Values in Recruitment: The Interview Part 2

As we explore the benefit of having organisational values in your health business, it is expedient to discover how they can be incorporated into your interview. Outlining your purpose and values in the advertisement and then extending this conversation into the interview will establish your intention and commitment as an employer and leader. Candidates are often surprised by a different approach. Feedback is that future employees are keen to be involved in an organisation that has strong values and leadership. Focus on values and workplace culture can give you a competitive advantage, even over salary enticements. There is no better place to start.

For the benefit of the “how-to” in this blog, I will use the values of our business, Active Recovery, and will show you how we integrate these into our interviews for all employees. In future, blogs, we will explore how you can discover, implement and leverage off your values and purpose, to build a strong culture that is supported by employees, referrers, and clients. A fulfilling way to conduct any business.

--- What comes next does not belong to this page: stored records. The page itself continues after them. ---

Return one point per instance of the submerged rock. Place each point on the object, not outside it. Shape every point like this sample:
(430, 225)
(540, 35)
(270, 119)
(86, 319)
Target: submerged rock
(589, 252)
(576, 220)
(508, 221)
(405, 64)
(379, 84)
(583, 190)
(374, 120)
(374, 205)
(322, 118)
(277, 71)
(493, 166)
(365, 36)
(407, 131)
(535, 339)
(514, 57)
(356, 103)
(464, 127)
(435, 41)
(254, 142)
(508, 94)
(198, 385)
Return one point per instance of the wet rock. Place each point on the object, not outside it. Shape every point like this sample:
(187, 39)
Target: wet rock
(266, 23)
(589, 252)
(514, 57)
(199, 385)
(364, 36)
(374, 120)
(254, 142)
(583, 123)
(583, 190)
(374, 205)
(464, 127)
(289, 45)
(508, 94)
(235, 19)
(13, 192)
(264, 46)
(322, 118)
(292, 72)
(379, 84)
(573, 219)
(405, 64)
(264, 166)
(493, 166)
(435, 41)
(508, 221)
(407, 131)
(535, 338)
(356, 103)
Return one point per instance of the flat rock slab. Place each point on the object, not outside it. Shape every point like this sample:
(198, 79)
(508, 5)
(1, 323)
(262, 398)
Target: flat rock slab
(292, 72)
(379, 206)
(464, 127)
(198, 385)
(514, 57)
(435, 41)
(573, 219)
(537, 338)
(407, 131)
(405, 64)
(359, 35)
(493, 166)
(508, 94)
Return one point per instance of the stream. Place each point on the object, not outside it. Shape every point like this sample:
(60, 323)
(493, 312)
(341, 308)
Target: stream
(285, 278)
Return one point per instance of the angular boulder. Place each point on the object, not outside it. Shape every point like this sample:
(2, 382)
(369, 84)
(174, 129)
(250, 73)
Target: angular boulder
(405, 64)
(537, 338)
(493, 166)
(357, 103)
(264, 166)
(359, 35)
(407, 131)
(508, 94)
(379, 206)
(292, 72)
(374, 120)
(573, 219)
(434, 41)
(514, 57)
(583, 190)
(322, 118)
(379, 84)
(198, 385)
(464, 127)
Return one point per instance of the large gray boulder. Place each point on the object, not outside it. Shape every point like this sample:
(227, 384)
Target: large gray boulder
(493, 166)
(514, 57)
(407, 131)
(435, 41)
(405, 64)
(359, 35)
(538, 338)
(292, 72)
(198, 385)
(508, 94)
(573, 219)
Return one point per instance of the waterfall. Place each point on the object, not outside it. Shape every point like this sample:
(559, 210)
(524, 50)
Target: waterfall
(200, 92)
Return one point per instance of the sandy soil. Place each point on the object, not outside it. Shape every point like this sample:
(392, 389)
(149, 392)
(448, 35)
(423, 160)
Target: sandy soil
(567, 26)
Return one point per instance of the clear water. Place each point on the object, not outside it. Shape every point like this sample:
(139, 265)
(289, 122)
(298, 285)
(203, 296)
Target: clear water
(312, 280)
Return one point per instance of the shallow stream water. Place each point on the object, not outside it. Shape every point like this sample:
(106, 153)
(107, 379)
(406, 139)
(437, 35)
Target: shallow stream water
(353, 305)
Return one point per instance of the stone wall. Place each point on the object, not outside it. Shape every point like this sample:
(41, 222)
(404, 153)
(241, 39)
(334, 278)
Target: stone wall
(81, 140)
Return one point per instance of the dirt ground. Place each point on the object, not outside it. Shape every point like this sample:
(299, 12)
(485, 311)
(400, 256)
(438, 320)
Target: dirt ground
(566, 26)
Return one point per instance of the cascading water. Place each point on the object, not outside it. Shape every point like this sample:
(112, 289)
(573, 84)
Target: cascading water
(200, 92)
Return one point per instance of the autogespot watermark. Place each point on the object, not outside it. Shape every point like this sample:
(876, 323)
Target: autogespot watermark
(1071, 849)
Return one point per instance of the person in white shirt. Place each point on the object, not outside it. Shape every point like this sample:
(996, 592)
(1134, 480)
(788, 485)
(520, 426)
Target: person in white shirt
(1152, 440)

Active Recovery has 5 values. Under each value is a range of possible questions

We care, We listen and We empower.

What comes to mind, when I say these words? Tell me about a time when you have had to care for someone? I am interested to know what listening means to you? Can you give me an example of a time, when you have helped someone to do something on their own or to step up to a challenge? Did you need to do this in your past jobs? How might you use these values in your work at Active Recovery?

Have Courage

What does “have courage” mean to you? Can you give me an example of a time when you have had to be brave, step out of your comfort zone, or have helped someone else when they were scared or unsure? Do you think that the value of Have Courage will impact on your work at Active Recovery?

Stay True

Have you ever been in a situation where you have felt compromised or where you felt that you needed to go along with something that you did not agree with? What did you do? What would this value represent for you, in your employment at Active Recovery? Can you tell me about evidence-based practice and how you stay up to date and incorporate it into your clinical work?

Be Part of the Solution

Can you give me some examples of when and how you have had to help solve a problem? Did you have to ask others for help? What lengths will you go to, to be part of the solution?

As a team

What makes a successful team? Have you been in a team that has not pulled together? What would you bring to the team at Active Recovery?

Interviewing based on your Organisational values will give you insight into how your candidate has behaved on previously and how they are likely to perform in the future. As you find your feet, the conversation will flow. Each value can be broadened out, to a range of questions that will help you to discover the true person sitting in front of you and whether they are the right fit for your team and culture. You will find out about their adaptability, creativity, and openness, and a range of other characteristics that will contribute to your workplace.

Values are not a list that is put on the wall, on your website, or brought out every now and again. They are the living and breathing anchor and compass for your business. They will help guide you to recruit a person who understands those values right from the time that they are employed. Every conversation going forward, whether it is clinical, professional, or performance-based will be underpinned by values. Let us explore this some more in future blogs…..but for now, set yourself apart from others and try it out.

If you are looking for more information about mistakes in the recruitment process and how you can avoid them, you might like to read this article from Harvard Business Review?

I wish you much success in finding your next employee.